1.4- O IMPACTO DOS CHOQUES INTERNACIONAIS NA ECONOMIA BRASILEIRA (1979-1982).
Por causa do grande aproveitamento do II PND, em termos da capacidade de exportação, o Brasil começa esse período com muito otimismo, pois o déficit da balança comercial havia sido reduzido, a capacidade de produção de bens de capital estava se ampliando, e a economia continuava a crescer. Contudo, ainda em 1979, o Brasil se depara com dois acontecimentos que iriam abalar profundamente a sua economia. São eles:
- O segundo "choque" do petróleo e;
- O "choque" das taxas de juros internacionais.

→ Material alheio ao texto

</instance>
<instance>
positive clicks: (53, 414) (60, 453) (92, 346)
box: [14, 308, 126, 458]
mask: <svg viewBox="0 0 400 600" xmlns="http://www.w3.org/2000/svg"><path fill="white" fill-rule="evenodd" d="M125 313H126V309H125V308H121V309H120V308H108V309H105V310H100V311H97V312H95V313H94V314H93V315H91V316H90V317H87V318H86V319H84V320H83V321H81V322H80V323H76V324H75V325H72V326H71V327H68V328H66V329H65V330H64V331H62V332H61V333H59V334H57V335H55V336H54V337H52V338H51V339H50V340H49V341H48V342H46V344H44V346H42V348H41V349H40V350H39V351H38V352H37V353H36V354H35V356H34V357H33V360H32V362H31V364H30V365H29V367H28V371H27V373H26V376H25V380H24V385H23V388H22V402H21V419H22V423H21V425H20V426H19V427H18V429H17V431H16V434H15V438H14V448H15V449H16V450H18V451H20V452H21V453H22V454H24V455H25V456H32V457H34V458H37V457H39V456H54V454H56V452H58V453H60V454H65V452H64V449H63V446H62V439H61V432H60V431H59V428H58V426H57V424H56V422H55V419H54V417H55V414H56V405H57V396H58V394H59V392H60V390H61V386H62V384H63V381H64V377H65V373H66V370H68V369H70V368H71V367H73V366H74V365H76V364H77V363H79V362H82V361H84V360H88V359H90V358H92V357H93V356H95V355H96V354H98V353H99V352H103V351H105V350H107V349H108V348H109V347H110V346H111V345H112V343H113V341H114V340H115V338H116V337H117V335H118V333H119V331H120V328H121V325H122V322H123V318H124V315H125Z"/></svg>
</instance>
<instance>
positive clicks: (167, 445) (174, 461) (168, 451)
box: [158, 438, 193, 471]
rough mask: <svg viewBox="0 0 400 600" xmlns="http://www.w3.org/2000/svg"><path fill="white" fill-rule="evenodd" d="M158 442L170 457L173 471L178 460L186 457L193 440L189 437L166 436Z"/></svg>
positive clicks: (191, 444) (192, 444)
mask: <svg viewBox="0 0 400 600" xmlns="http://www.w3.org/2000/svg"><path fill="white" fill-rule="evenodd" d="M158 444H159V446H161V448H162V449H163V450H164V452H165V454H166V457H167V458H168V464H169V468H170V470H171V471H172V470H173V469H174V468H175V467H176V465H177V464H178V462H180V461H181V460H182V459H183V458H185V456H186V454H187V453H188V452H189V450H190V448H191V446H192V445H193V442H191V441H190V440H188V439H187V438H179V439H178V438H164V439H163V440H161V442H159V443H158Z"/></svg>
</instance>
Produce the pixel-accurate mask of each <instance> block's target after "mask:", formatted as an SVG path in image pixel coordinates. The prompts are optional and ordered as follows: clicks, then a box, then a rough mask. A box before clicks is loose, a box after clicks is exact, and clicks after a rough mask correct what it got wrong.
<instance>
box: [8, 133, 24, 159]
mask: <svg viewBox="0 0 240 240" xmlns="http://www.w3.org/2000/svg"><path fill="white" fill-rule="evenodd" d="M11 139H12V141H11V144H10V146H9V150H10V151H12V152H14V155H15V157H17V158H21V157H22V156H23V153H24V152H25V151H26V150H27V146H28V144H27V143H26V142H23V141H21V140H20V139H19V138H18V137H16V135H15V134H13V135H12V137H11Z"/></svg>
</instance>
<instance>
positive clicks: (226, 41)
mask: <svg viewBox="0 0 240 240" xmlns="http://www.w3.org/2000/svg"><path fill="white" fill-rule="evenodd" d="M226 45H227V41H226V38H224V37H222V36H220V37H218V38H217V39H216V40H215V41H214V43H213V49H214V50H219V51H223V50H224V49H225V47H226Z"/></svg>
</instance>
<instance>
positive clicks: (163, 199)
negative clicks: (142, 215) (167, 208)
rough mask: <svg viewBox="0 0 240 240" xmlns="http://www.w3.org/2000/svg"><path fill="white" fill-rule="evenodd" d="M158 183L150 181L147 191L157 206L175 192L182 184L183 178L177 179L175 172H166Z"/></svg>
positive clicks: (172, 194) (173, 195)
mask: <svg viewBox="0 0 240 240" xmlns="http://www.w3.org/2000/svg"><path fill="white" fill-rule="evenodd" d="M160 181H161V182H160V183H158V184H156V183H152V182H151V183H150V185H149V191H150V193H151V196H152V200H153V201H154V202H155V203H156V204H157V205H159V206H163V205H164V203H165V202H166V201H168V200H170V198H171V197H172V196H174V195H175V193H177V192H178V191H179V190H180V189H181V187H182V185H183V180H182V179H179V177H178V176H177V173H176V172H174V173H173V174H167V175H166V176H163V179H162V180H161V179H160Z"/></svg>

O 2° choque do petróleo abalou a economia brasileira, pois as despesas com as importações cresceram sensivelmente resultando novamente no aumento significativo no déficit da balança comercial brasileira. De acordo com a tabela 11, o preço da tonelada de petróleo, que era de US$ 91,9 em 78, passou para US$ 126,1 em 79, e continuou a subir atingindo US$ 215,2 em 1980. As despesas de importação consequentemente aumentaram, passando de US$ 13.083 milhões em 78, para US$ 18.084 em 79, e aumentando para US$ 22.955 em 80. Por causa desse extraordinário aumento das importações, a balança comercial apresentou um aumento do déficit, que era de US$ 1.024 milhões em 78, para US$ 2.839 milhões em 79, e US$ 2.823 milhões em 80.
TABELA 11
Influência do preço do petróleo nas importações e na Balança comercial 1978-1982
|
Ano |
Preço ton. Petróleo US$ (*) |
Export. US$ milhões |
Import. US$ milhões |
Bal. Comercial US$ milhões |
|
1978 |
91,9 |
12.058 |
13.083 |
-1.024 |
|
1979 |
126,1 |
15.244 |
18.084 |
-2.839 |
|
1980 |
215,2 |
20.132 |
22.955 |
-2.823 |
|
1981 |
252,7 |
23.293 |
22.090 |
+1.202 |
|
1982 |
238,5 |
20.175 |
19.395 |
+780 |
Fonte: BACEN.
Extraído: GOLDENSTEIN, Sérgio. A dívida externa brasileira - 1964/1983: evolução e crise. Rio de Janeiro, 1986. Ed. Guanabara. Quadro 41. pp. 140.
(*)Quadro 36. pp. 124.
O choque financeiro se deu basicamente em virtude da política norte-americana posta em prática pelo governo Reagan. "Essa política constituiu no aumento extraordinário das taxas de juros nos Estados Unidos, no contexto da aplicação da teoria do lado da oferta (supply-side economics) sobre a gestão do orçamento fiscal (redução de impostos), articulada a um rígido controle monetário".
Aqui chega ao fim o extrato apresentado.